Base / DX / Tundra Grade / SR
4.0-liter V6 / 4.7-liter V8 / 4.6-liter V8 / 5.7-liter V8
Five-speed automatic (4.0 and 4.7) / six-speed automatic (4.6 and 5.7)
RWD (4.0, 4.7, 4.6, or 5.7) or 4WD (4.7, 4.6, or 5.7)

The Base or DX trim was the only trim available for the Regular Cab Tundra at launch and this was also the only body style to get this trim for 2007, with either a short or long bed, but with a choice of 4.0, 4.7, or 5.7 engines. It has 18-inch pressed-steel wheels, a standard 40/20/40 bench trimmed in cloth, and features include rubber flooring, a tilting steering wheel, dual-zone air-conditioning, and a radio/CD Player with an MP3-player input jack and four speakers. For 2008, the Base trim is expanded to the two other body styles as well, which get carpeting in place of the Regular Cab's rubber flooring, and a power-sliding rear window.

The 2009 models include a flex-fuel-capable version of the 5.7-liter V8 engine, while the off-road-focused TRD Sport and TRD Rock Warrior packages become available, so you might find several used Tundras so equipped. All 2010 Tundras have standard front knee airbags and base models with the longer cabs have full power accessories and cruise control. For the 2014 facelift, the base trim was renamed SR. It has a matte-black lower front fascia, grille surround, and rear bumper, as well as tow hooks on 4WD models, two 12-V power outlets, a backup camera, and a 6.1-inch touchscreen infotainment system with a USB port. Double cabs also add an eight-way manually adjustable driver's seat (four-way manual adjustment for the passenger), front and rear reading lights, and two additional speakers.

The Regular Cab was dropped for the 2018 model year. Toyota's Safety Sense package is standard on all 2018 Tundras; this package contains adaptive cruise control, forward-collision warning with automatic emergency braking, automatic high beams, and lane-departure warning.
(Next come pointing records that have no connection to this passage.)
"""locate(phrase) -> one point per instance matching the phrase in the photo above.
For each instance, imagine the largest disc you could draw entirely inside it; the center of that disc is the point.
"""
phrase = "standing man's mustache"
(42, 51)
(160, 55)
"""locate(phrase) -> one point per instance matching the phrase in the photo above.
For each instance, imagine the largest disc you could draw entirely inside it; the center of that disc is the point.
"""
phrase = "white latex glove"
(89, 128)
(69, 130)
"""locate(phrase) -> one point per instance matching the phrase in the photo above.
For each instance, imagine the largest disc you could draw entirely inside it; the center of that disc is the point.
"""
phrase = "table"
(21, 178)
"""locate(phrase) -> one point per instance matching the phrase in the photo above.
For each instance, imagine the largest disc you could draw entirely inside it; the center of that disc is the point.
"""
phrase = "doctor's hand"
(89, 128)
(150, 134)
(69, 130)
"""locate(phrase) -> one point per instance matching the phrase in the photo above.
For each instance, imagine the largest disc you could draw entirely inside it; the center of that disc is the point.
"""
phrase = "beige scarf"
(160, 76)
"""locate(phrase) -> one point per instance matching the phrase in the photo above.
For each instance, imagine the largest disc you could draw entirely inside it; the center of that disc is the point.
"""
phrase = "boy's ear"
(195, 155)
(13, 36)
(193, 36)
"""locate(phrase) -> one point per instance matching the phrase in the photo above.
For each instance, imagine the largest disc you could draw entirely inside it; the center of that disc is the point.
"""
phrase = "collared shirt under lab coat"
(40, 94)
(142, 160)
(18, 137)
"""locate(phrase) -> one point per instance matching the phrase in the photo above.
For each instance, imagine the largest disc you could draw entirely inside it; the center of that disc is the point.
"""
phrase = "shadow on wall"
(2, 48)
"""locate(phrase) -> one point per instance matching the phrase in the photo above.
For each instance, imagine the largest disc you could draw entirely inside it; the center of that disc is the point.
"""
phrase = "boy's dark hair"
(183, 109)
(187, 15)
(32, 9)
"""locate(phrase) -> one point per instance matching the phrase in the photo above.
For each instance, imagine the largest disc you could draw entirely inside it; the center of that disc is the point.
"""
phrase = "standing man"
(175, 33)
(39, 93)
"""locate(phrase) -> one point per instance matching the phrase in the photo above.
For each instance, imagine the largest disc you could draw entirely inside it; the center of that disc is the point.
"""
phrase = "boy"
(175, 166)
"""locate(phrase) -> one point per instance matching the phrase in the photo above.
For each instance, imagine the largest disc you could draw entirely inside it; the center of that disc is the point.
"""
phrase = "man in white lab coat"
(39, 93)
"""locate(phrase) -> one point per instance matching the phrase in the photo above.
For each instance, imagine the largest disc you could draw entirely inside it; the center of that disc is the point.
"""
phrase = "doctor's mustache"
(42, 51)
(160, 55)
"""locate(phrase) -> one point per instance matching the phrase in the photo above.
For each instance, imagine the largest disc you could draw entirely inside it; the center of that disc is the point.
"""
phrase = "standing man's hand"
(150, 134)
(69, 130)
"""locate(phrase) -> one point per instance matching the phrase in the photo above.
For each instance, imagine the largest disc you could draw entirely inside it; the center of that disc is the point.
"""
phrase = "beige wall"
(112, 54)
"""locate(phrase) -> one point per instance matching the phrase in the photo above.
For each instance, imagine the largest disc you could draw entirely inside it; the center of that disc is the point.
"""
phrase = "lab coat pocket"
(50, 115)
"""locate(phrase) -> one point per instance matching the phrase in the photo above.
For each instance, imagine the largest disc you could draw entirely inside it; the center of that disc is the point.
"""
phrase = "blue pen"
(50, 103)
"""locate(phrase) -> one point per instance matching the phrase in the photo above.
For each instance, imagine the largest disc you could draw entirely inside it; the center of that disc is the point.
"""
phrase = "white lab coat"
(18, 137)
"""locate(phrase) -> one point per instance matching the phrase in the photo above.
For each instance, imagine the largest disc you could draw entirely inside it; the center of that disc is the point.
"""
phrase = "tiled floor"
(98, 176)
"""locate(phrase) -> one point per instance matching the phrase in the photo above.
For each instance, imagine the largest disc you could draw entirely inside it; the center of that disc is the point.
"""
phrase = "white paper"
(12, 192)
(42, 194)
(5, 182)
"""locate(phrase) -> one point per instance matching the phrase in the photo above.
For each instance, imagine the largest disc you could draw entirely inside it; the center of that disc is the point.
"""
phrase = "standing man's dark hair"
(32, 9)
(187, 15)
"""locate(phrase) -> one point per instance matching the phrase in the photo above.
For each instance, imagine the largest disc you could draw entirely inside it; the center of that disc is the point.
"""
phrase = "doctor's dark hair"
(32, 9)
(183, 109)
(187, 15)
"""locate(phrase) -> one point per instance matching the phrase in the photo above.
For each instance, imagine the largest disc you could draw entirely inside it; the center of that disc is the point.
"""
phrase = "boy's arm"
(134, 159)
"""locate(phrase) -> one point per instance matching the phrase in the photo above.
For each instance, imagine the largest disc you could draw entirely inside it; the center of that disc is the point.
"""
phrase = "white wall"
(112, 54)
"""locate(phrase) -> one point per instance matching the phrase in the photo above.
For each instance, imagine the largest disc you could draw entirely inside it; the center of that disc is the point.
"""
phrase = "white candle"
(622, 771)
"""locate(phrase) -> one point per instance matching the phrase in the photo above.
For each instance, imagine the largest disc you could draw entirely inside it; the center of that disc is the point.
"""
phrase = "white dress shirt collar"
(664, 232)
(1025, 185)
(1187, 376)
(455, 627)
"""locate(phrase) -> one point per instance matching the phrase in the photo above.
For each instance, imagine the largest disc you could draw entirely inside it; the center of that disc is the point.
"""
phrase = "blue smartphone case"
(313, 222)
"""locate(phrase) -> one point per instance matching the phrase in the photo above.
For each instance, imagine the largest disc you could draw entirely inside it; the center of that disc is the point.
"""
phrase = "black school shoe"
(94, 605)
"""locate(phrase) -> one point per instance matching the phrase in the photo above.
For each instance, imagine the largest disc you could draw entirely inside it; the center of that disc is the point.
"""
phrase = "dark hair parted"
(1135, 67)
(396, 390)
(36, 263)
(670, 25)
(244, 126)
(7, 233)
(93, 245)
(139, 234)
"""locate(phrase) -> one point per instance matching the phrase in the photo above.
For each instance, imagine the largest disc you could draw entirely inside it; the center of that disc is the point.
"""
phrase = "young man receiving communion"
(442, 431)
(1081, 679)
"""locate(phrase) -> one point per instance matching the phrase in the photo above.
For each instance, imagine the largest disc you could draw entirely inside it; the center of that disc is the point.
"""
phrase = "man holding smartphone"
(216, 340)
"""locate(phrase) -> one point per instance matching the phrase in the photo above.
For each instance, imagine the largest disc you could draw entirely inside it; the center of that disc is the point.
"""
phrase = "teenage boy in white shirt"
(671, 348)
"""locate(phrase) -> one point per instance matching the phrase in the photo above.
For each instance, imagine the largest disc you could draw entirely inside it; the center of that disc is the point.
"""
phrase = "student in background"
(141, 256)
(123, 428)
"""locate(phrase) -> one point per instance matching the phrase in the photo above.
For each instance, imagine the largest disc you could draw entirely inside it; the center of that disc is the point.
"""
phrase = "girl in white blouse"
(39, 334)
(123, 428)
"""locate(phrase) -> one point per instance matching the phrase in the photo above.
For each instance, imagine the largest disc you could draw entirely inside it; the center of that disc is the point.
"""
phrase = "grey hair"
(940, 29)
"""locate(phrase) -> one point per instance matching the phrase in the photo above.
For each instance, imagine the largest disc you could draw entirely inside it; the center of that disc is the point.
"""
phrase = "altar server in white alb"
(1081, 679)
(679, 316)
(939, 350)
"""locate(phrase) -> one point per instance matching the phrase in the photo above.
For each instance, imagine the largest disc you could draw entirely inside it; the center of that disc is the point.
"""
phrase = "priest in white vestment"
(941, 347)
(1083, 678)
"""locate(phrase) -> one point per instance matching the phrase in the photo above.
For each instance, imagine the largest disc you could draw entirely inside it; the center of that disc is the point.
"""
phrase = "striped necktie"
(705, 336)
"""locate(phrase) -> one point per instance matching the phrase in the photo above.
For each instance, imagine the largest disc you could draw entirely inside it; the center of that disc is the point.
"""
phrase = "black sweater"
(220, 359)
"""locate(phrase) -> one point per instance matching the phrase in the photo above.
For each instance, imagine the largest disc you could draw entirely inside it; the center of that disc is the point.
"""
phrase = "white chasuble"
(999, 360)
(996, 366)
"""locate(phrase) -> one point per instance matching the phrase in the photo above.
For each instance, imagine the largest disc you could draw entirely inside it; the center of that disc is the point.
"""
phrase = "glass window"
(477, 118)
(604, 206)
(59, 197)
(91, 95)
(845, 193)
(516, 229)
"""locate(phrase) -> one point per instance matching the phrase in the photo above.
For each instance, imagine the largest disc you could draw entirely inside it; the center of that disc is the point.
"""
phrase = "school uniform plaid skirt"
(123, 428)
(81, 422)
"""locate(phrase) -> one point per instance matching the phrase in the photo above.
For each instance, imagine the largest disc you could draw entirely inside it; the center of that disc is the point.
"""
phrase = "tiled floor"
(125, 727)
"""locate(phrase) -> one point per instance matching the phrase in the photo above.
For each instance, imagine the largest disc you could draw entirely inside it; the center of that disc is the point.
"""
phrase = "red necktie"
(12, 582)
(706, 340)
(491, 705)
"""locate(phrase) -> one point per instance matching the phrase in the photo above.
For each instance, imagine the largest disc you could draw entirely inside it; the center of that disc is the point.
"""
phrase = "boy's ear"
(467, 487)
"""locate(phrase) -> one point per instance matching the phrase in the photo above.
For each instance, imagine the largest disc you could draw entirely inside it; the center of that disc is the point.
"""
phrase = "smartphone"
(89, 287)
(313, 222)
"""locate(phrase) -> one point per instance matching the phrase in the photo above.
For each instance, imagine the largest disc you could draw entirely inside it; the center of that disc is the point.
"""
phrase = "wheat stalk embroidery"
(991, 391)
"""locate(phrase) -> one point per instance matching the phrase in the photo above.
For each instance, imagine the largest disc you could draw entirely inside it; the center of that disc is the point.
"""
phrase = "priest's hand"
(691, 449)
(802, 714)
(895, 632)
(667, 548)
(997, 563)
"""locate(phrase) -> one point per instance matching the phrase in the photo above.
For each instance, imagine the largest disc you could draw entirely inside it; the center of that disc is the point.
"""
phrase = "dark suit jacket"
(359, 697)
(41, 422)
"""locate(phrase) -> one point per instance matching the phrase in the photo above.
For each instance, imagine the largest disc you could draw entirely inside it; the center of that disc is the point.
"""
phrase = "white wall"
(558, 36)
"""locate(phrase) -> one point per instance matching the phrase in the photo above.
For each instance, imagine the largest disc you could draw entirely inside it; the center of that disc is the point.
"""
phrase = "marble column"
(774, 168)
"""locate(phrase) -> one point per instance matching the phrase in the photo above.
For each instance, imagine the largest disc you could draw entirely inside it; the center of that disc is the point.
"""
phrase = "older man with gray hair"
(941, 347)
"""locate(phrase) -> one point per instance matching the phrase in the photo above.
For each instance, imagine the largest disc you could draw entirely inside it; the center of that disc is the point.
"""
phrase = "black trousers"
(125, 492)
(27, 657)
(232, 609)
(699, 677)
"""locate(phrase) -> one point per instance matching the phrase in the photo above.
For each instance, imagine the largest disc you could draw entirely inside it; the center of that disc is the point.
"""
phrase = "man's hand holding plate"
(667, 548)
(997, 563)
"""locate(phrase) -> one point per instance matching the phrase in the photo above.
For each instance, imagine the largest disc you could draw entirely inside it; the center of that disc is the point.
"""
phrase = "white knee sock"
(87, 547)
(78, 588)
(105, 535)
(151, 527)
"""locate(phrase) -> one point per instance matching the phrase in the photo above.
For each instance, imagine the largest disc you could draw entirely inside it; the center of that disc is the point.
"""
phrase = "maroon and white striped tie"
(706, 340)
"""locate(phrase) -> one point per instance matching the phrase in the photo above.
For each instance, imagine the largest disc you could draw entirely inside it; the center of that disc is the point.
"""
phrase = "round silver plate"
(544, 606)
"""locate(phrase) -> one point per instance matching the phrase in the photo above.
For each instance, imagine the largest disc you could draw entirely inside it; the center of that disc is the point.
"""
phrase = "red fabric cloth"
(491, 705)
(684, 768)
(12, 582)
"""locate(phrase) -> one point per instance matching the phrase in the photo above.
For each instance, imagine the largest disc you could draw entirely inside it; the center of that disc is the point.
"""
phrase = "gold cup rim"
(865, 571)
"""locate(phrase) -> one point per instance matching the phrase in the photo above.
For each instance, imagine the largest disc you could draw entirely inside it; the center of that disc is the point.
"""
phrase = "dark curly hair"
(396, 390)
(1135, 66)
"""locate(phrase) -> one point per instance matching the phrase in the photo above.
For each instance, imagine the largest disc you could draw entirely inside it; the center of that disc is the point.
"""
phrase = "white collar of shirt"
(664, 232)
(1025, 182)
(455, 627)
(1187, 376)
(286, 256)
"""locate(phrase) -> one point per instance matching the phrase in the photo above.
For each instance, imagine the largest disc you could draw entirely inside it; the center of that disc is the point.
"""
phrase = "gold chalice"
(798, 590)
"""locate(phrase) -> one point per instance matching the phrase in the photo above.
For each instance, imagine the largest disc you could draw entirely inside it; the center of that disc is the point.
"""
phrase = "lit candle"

The 2020 Tundra lost the 4.6-liter engine, with the only engine left across the lineup the 5.7-liter V8; the upgraded infotainment system gained Apple CarPlay and Android Auto for 2021 at last, but retains the seven-inch screen size on the base model.

4.0-liter V6 / 4.7-liter V8 / 4.6-liter V8 / 5.7-liter V8
Five-speed automatic (4.0 and 4.7) / six-speed automatic (4.6 and 5.7)
RWD (4.0, 4.7, 4.6, or 5.7) or 4WD (4.7, 4.6, or 5.7)

The 2007 SR5 is available in Double Cab with either the short or long bed or and CrewMax cab with the short bed and with a choice of all three engines: the 4.0, 4.7, or 5.7. The SR5 upgrades from the base trim by adding chrome bumpers, keyless entry, cruise control, a tilting steering column that also telescopes, more front-seat adjustment, power windows and locks, rear-seat heater ducts, and two additional speakers for the audio system. When fitted with the long bed, the SR5 also has standard towing preparation, which includes extendable side mirrors and a transmission tow/haul mode. CrewMax SR5s additionally add heated side mirrors, a reclining rear bench, rear air-conditioning ducts, and a defrostable rear sliding window.

The 2008 SR5 Double Cab and CrewMax have heated side mirrors, front bucket seats, and a six-CD changer. The 2014 facelift has more kit: a chrome grille surround and rear bumper, fog lights, variable intermittent wipers, satellite and HD radio, and a larger 7-inch infotainment screen. The TRD Off Road Package is optionally available on this trim and from the 2018 model year, so you might see these derivatives on used-car lots as well. Sometimes listed as a separate trim, there is a TRD Sport package for the SR5 that adds to the standard SR5 items such as 20-inch alloy wheels, a hood scoop, LED headlights, LED fog lights, a sport-tuned suspension system, floor mats, body-color bumpers and mirrors, exterior graphics, and a TRD shift knob.

The 2020 SR5 and higher trims have an enhanced eight-inch infotainment screen with Apple CarPlay and Android Auto. The 2021 Tundra comes in a limited-edition Trail Edition as well, of which only 5,000 were made available, adding unique 18-inch alloy wheels with all-terrain tires, the 1794 Edition's grille, a lockable bed-storage box, a spray-in bedliner, and black seats with tan stitching.

2015-2017, 2019-2021
4.6-liter V8 / 5.7-liter V8
Six-speed automatic

The 2015 TRD Pro is an off-road-focused trim and only comes with 4WD in either Double Cab or CrewMax bodies. Its standard features are based on that of the SR5 but it adds 18-inch alloy wheels, a TRD dual exhaust system, model-specific exterior styling, off-road suspension with a two-inch higher ride height, Bilstein dampers, and a front skid plate. Inside, it is fitted with bucket seats with red stitching and the upgraded Entune infotainment system with the larger seven-inch screen, as well as satellite and HD radio.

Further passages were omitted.